Lady Mustangs raise the bar
It wasn’t that the moment became too big for the Grapevine girls soccer team. But the Class 5A state soccer tournament carries a different aura to it.
The chance of winning a state championship is real. Each of the four participants can touch it. There were lessons the Lady Mustangs (23-3-1) learned in the 2-1 semifinal loss to Wylie East this past Thursday. Wylie East used a couple of set pieces (both of them coming as corner kicks) to eliminate the Lady Mustangs.
“We came out a little flat, but not super flat,” Grapevine coach Steve McBride said. “We knew their set pieces were strong for them and that they were going to exploit them.”
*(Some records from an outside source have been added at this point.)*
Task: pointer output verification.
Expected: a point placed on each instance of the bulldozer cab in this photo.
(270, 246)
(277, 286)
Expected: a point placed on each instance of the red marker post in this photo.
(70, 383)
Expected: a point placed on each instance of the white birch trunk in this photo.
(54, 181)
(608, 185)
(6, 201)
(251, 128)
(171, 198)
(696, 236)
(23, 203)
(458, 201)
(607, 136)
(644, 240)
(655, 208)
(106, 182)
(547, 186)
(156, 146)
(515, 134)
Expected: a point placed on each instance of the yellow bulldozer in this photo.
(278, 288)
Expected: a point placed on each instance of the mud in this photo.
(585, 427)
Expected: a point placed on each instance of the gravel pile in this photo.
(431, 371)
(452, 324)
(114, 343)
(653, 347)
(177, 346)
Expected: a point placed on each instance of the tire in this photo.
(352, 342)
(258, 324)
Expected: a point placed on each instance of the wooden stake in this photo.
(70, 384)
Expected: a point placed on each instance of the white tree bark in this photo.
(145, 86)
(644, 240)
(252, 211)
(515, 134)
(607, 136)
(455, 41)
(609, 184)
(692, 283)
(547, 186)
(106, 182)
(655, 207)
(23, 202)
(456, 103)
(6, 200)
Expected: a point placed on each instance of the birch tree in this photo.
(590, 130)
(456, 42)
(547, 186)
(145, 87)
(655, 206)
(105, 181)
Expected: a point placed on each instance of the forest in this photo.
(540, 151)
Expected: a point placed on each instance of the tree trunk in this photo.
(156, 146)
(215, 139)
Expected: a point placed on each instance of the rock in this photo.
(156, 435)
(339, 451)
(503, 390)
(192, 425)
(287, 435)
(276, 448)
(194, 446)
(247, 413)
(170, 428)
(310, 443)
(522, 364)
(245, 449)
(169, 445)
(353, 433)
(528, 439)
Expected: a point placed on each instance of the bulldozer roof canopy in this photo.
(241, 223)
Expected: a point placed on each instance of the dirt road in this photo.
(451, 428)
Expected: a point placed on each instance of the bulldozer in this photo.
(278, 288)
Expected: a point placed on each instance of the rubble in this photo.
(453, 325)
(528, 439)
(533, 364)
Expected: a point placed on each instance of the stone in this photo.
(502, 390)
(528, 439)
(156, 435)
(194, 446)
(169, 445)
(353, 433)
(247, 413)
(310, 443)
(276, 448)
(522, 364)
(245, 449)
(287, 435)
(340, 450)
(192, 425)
Grapevine trailed 1-0 at halftime before tying the game in the 65th minute. The Lady Mustangs had a chance to take the lead in the late minutes but couldn’t convert a chance. That set up the Lady Raiders with the game-winner in the 75th minute. The Lady Mustangs didn’t have much an opportunity to try and produce the equalizer as time expired.
There was a bit of frustration, because McBride believed his team had started to control the pace and wear down the Lady Raiders. But the cruelty of the game is that a team can control end-to-end and then lose, because the opponent executed one thing better.
As it turned out, Wylie East wound up winning the state championship. It defeated Austin Vandergriff in the title game on Saturday, 1-0.
“The first part of the message to my team was that it was huge getting here. It’s a great achievement,” McBride said. “We got the monkey off our back. People view you differently when you get to a state tournament. We played a top-tier team. But the great thing is that the culture of the school had a different vibe to it.”
How it changed
Grapevine team sports’ success has been noted throughout the 2014-2015 academic calendar. But now that this program has played in a state tournament, it changes how the younger players and those in the feeder programs will approach the offseason.
“What this proves is that they can get there and that a team sport at Grapevine can get there,” McBride said. “When you get that huge target and you handle it, you change the culture. You set the bar. Going to the tournament is the bar. That’s what we want to do.”
Looking to 2016
The Lady Mustangs graduate eight seniors from this 2015 squad but return 14 letter winners next winter and spring. The biggest losses are keeper Reilly Ott (signed with Michigan State), defender Sydney Smith (signed with Texas State), midfielder Ellen Colburn (signed with Clemson) and forward Hayley Bargery.
However, this team spread the wealth with its offense. Key scorers in freshman forward Sophie Smith, junior forward Michelle Kotlik and junior forward Jordan Slim will lead the 2016 attack. Junior Katy Hutson is expected to patrol the net.
“Everything is interchangeable because we avoided being a team that’s one-dimensional,” McBride said. “This was an amazing senior class. The culture is going to allow us to move to where a bunch of girls can come in with the opportunity to keep everything going.”